Would recommend this product
Software Version
v14.2
Overall Satisfaction with Allscripts Professional EHR
We use Allscripts Professional EHR in a seven provider pain management practice. We implemented this product in 2008. I do not have experience with another EHR product but train all new employees on this. I've been told by the new employees that this system is intuitive and I find it fairly easy to train people with it. All departments use this product (doctors, mid-levels, clinical staff, lab, front office, billing, pre-cert). We are able to document/manage office visits, phone calls, medication refills and referrals.
- Intuitive with documenting office visits
- Easy to navigate around the screens when researching patient information
- Able to customize lots of things throughout the program to work with requested workflows
- Documenting lab or imaging results are clunky. Without an interface, we scan in labs and imaging. There is a small, unobvious place to make a note in response to the results but then another patient message needs to be sent to the nursing staff explaining these results again with instructions on what to tell the patient.

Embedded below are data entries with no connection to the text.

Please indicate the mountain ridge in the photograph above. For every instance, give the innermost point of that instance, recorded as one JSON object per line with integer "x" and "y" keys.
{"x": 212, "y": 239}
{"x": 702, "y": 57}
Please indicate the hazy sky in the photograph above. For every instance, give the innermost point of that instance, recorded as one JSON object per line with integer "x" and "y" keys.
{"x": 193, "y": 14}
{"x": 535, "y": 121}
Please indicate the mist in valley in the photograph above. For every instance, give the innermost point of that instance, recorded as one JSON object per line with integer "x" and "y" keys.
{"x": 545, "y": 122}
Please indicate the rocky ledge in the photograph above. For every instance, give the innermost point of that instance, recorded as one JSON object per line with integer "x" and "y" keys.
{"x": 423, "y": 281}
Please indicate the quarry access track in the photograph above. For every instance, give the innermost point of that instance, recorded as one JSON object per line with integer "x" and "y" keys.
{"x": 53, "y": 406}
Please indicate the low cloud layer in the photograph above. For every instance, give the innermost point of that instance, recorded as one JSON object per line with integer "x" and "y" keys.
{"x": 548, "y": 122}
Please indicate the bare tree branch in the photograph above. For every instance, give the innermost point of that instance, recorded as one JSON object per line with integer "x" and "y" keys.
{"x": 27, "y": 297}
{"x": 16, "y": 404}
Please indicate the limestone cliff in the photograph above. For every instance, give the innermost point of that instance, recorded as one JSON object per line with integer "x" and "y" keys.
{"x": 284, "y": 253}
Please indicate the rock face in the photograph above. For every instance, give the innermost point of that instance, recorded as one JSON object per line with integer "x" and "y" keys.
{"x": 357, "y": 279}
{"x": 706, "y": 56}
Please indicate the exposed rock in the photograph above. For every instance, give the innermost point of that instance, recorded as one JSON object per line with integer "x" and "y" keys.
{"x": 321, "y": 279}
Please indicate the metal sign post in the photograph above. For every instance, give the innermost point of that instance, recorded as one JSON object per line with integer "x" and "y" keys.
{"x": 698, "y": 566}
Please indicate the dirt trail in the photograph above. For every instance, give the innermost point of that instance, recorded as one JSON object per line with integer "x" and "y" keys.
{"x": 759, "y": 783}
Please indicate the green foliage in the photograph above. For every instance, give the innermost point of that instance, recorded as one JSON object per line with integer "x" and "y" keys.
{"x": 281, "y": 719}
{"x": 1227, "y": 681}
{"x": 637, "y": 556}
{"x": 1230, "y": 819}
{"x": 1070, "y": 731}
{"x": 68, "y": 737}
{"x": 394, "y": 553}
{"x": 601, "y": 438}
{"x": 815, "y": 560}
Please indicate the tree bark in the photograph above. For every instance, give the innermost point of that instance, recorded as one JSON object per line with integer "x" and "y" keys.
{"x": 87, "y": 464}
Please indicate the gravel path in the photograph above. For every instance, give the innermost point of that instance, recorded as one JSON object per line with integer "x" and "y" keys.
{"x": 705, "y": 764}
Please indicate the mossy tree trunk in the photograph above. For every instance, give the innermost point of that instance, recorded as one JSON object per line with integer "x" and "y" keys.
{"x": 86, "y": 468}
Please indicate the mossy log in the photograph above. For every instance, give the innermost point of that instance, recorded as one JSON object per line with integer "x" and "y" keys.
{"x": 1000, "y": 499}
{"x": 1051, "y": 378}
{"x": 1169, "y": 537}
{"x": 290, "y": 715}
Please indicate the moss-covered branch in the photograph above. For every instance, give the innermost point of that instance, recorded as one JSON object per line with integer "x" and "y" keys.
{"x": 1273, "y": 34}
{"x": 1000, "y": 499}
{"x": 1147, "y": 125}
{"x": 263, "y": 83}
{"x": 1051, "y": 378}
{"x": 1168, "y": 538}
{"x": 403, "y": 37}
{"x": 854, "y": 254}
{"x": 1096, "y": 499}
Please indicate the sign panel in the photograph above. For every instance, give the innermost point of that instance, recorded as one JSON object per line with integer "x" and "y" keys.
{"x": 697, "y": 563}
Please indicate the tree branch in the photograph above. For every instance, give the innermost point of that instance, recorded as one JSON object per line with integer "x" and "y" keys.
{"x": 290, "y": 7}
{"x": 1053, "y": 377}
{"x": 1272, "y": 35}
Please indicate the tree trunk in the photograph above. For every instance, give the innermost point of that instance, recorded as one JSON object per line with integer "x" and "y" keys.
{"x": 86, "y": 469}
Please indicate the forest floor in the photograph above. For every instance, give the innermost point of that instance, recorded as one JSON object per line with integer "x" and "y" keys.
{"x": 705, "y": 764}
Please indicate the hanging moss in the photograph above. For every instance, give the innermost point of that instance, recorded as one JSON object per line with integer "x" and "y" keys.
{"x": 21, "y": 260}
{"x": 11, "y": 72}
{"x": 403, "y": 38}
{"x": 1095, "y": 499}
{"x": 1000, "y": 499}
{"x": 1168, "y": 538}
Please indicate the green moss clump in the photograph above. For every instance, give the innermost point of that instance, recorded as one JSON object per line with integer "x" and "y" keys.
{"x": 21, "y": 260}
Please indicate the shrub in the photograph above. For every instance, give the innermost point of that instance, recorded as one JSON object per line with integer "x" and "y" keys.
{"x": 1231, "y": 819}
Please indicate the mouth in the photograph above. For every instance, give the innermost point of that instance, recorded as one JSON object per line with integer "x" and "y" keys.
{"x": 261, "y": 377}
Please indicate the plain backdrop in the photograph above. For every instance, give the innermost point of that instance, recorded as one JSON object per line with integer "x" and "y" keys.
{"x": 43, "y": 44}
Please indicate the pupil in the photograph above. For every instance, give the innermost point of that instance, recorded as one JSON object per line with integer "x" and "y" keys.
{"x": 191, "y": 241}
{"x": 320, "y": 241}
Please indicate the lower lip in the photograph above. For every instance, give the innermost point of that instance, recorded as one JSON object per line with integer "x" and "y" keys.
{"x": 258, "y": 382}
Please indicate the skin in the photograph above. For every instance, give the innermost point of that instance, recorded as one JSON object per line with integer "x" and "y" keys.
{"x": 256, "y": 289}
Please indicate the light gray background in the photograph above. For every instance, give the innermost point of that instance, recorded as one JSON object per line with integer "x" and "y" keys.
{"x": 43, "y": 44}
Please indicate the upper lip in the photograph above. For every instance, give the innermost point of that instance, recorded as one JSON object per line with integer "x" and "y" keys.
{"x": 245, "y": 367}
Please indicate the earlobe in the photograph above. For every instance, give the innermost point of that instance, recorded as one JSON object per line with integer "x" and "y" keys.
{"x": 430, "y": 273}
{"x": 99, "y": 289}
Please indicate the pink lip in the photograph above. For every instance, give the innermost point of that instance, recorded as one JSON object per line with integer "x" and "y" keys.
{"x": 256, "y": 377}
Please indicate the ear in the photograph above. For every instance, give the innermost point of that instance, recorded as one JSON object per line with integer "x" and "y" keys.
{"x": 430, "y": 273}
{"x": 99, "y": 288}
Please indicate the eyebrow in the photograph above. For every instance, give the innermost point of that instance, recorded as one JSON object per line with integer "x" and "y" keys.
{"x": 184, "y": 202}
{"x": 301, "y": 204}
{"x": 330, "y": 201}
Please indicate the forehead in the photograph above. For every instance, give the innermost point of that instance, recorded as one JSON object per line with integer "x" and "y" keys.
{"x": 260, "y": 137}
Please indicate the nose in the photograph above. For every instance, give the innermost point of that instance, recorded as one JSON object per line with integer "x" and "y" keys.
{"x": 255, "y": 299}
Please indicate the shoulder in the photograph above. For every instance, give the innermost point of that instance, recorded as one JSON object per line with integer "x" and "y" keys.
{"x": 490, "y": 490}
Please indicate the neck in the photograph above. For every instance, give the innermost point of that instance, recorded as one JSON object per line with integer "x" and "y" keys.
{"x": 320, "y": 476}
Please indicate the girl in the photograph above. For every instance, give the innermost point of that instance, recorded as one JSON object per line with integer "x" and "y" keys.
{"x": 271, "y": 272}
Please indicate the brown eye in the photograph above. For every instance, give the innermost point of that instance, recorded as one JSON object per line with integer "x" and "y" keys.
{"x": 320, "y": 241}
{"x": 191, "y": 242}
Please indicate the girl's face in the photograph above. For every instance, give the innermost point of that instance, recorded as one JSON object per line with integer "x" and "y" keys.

- You cannot build a chart the day before or print out any paperwork (i.e. consents for procedures) until the day of the appointment or it gets dated for the date you opened the chart, not the actual date of encounter
- While there are so many things you can customize, it gets burdensome at times. You really need to have a superuser on staff to remember how everything gets customized. The customization is not intuitive.
- We were able to eliminate our medical records person once most of the scanning was completed. Now when a patient asks for their medical records, it's easy for anyone to print it out right away. Our transcriptionist position was eliminated too.
- Our documentation of medication refills is much more streamlined. Our clinical department no longer has one person assigned to address refills all day. We all just address them between patients. The check in process changed quite a bit for the medical assistant. Whereas before, the medical assistant would take the vitals, review the med list, then leave the rest of the documentation to the provider (and the transcriptionist would do the rest); the medical assistant now builds the chart before the provider goes in to see the patient (i.e. vitals, reason for visit, history, updating medication list)
- With the elimination of medical records and transcription, we absorbed them on the front line. In order to see the same amount of patients and complete the documentation at the time of visit, it has required more manpower at the time of service. We have the same amount of employees as we did with our paper charting.